In sum, programmers are rightly suspicious of fully automated changes to their programs---especially when approximation is involved!
ACCEPT takes a different approach and gets the programmer involved. We provide visibility and control via the dual-feedback-loop approach.
We will target NPU execution, on the FPGA and also possibly software (CPU or GPU), in tandem with other compiler transformation. This emphasizes the broadness of the tool's applicability.
The "toolbox" provided by ACCEPT to client optimizations currently consists of precise-purity and per-instruction precision. We will add region identification, which is used by the NPU optimization. We should also pitch this region selection as being useful for general approximate accelerators (e.g., QUORA, relaxed versions of something like C-Cores or BERET, etc.).
With region selection available, it will be easy to write another client optimization, which I'll call general perforation. This would just skip a single-entry, single-exit region of the CFG that's marked as approximate. We could make this randomized (only skip sometimes). This is easy to implement, likely to be successful, and different from loop perforation.
We will add a section to the eval describing the three undergrads' experience with using ACCEPT to optimize new applications from scratch. Ambitiously, they may even have time to modify or add optimizations that work well for their applications.
We need to get these guys taking notes so we have interesting things to discuss in this section.
Some quantitative results here would be very interesting: asking their opinions on a Likert scale or timing a task, for example.

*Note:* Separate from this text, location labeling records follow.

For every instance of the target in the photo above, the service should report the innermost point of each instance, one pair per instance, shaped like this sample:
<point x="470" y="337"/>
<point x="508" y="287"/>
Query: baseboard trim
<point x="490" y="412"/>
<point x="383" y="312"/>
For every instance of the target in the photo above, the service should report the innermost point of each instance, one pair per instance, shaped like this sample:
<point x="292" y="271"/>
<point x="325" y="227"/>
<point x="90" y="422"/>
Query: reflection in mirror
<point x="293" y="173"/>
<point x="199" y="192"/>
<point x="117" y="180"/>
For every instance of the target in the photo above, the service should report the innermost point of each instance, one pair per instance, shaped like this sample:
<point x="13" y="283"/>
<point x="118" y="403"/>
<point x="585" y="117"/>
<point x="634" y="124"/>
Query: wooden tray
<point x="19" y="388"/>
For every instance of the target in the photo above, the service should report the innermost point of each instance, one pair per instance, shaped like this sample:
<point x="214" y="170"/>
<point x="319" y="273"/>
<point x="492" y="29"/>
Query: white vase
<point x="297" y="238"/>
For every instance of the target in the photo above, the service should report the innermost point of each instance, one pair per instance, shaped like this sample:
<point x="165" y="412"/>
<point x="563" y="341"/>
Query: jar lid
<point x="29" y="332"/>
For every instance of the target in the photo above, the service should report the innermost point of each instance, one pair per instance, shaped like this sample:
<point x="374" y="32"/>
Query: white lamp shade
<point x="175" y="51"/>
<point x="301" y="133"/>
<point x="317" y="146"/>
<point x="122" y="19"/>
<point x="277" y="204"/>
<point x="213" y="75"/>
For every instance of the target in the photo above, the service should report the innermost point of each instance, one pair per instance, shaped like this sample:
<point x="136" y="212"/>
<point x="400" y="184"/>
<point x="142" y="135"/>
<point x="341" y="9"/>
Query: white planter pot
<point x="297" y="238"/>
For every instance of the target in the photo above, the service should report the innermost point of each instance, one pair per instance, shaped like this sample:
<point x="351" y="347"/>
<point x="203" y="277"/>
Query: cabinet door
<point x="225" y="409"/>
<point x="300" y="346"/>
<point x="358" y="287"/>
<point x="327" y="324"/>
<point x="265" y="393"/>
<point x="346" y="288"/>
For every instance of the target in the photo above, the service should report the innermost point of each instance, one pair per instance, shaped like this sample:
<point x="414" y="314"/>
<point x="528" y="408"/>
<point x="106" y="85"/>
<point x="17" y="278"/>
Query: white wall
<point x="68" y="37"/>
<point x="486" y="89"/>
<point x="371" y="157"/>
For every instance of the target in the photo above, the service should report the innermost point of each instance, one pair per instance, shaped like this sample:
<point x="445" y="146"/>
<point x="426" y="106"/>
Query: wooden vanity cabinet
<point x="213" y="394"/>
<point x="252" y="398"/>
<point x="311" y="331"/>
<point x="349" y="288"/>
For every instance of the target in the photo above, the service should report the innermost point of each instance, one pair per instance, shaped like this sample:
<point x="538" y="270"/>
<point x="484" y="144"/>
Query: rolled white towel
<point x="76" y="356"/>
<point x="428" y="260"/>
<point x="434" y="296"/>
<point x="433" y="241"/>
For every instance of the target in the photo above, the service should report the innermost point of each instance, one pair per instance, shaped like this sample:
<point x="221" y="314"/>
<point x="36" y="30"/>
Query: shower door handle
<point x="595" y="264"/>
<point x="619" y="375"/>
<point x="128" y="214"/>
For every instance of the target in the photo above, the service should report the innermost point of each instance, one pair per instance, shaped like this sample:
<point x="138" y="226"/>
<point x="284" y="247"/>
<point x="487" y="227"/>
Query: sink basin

A couple of other optimizations we've talked about in the past that would also bear the trifecta of (a) not challenging to implement, (b) likely to succeed, and (c) somewhat novel fall under the category of selecting alternatives manually provided by the programmer.
Specifically:
- The programmer provides multiple values for a parameter (e.g., convergence criterion). We tune these parameters in tandem with perforation, NPU, etc.
- The programmer provides multiple implementations of a function. We choose which to call.
- Standard-library replacement. We include a library of relaxed implementations of functions in the STL. They can be used used when their arguments are approximate. We choose whether to call the original or the relaxed version.
It would be awesome if we could run the MSP-430 benchmark on real hardware.